La violence conjugale ne se limite pas aux coups. Elle est aussi psychologique, économique et sociale. Être privée de logement, dépendre financièrement d’un conjoint violent, attendre une décision de justice qui n’arrive pas : autant de formes d’emprise qui enferment les victimes.À La Réunion, certaines femmes expriment ce désarroi par des mots simples mais lourds de sens : « Où est le droit de la femme ? Rester pour souffrir et être sous l’emprise. »
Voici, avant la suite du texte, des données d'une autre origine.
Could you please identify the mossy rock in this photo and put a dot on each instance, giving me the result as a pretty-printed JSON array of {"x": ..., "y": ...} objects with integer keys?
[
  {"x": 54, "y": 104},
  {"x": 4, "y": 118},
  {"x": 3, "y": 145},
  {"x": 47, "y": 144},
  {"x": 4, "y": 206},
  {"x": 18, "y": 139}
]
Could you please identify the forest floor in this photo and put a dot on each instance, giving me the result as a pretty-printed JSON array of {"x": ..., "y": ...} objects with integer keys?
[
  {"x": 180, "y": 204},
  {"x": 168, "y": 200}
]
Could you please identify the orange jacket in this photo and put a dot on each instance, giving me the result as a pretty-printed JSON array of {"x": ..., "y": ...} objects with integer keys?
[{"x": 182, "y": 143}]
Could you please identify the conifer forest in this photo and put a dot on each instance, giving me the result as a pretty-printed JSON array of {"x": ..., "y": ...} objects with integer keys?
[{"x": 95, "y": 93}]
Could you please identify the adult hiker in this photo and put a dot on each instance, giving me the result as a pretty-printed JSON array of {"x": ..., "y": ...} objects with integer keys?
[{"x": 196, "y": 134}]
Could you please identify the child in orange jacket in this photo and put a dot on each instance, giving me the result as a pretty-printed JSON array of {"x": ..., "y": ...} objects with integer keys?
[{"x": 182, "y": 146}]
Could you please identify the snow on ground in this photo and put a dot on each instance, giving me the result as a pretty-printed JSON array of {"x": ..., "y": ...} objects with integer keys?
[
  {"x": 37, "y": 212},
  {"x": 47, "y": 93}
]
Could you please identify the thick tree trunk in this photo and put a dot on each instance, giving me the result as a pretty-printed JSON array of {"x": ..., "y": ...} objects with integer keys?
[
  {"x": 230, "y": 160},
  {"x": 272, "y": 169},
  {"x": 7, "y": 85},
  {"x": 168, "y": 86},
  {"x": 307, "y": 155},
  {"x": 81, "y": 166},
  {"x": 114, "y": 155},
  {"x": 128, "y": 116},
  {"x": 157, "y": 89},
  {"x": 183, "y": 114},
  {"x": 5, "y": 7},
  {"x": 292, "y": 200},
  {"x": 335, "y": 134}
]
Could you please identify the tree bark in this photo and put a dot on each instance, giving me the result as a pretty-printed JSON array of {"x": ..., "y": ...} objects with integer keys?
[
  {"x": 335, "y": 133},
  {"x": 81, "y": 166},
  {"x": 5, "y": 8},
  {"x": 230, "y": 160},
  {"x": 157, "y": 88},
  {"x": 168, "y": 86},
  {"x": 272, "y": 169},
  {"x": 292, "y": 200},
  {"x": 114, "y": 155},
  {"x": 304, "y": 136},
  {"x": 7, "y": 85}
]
Les procédures judiciaires prennent souvent des mois. Pour l’aide juridictionnelle, indispensable à celles qui n’ont pas les moyens de financer un avocat, le délai peut atteindre six mois. Quant aux ordonnances de protection, qui devraient être délivrées dans un délai légal de six jours, elles se heurtent à un manque de juges et à des dossiers qui s’accumulent.Résultat : des femmes continuent de vivre sous le même toit que leur agresseur, en danger, faute de décision rapide.
Beaucoup de victimes expriment le sentiment que « l’homme a tous les droits ». Conserver le logement familial, bénéficier de démarches accélérées, voir sa parole davantage écoutée : autant d’éléments qui renforcent l’impression d’un système judiciaire encore marqué par des stéréotypes de genre.
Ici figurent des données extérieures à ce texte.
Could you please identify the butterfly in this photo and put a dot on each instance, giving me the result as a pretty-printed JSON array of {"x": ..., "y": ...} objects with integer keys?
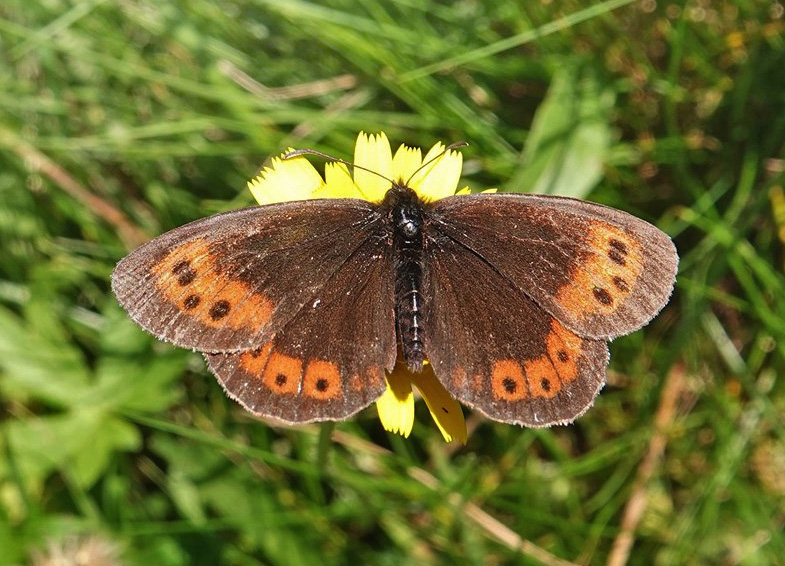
[{"x": 300, "y": 307}]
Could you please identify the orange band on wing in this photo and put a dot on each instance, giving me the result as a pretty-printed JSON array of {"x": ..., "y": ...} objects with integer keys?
[
  {"x": 322, "y": 380},
  {"x": 282, "y": 373},
  {"x": 600, "y": 284}
]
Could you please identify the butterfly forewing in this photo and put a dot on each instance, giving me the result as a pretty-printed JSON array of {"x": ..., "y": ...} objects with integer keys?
[
  {"x": 231, "y": 281},
  {"x": 599, "y": 271},
  {"x": 329, "y": 361},
  {"x": 494, "y": 349}
]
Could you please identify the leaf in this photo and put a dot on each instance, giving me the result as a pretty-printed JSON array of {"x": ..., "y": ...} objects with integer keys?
[
  {"x": 570, "y": 137},
  {"x": 81, "y": 444}
]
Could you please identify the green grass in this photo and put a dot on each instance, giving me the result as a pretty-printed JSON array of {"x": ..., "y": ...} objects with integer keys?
[{"x": 120, "y": 120}]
À La Réunion, les violences intrafamiliales représentent plus de 50 % des affaires criminelles. En 2024, près de 4 500 plaintes ont été enregistrées pour des violences au sein du couple. En France, une femme meurt tous les trois jours sous les coups de son conjoint ou ex-conjoint.Ces statistiques rappellent l’urgence d’une action efficace et rapide.
Face aux lenteurs judiciaires, ce sont les associations qui assurent la première protection : l’Arajufa, Femmes Solid’Air, CIDFF Réunion ou encore SOS Violences Familiales. Mais toutes dénoncent un manque de moyens et une demande croissante qu’elles ne peuvent assumer seules.
Sur le papier, la France dispose de dispositifs avancés : éviction du conjoint violent, téléphone grave danger, bracelet anti-rapprochement. Mais leur mise en œuvre reste inégale. Faute de juges, de suivi, ou de formation, ces outils ne parviennent pas toujours jusqu’aux victimes.
Attendre une aide juridictionnelle, une ordonnance de protection, une place en hébergement d’urgence… Chaque délai ajoute une souffrance supplémentaire. Chaque jour passé dans l’incertitude met les victimes davantage en danger.
Au-delà des institutions, la société porte aussi une responsabilité : les voisins qui n’osent pas intervenir, les familles qui conseillent de « rester pour les enfants », les collègues qui ferment les yeux. Le silence, la banalisation et la culpabilisation aggravent encore la détresse des victimes.
Des solutions existent : réduire les délais judiciaires, renforcer les moyens des associations, développer l’hébergement d’urgence, et surtout, changer les mentalités. L’éducation au respect et à l’égalité dès le plus jeune âge reste l’un des leviers les plus puissants.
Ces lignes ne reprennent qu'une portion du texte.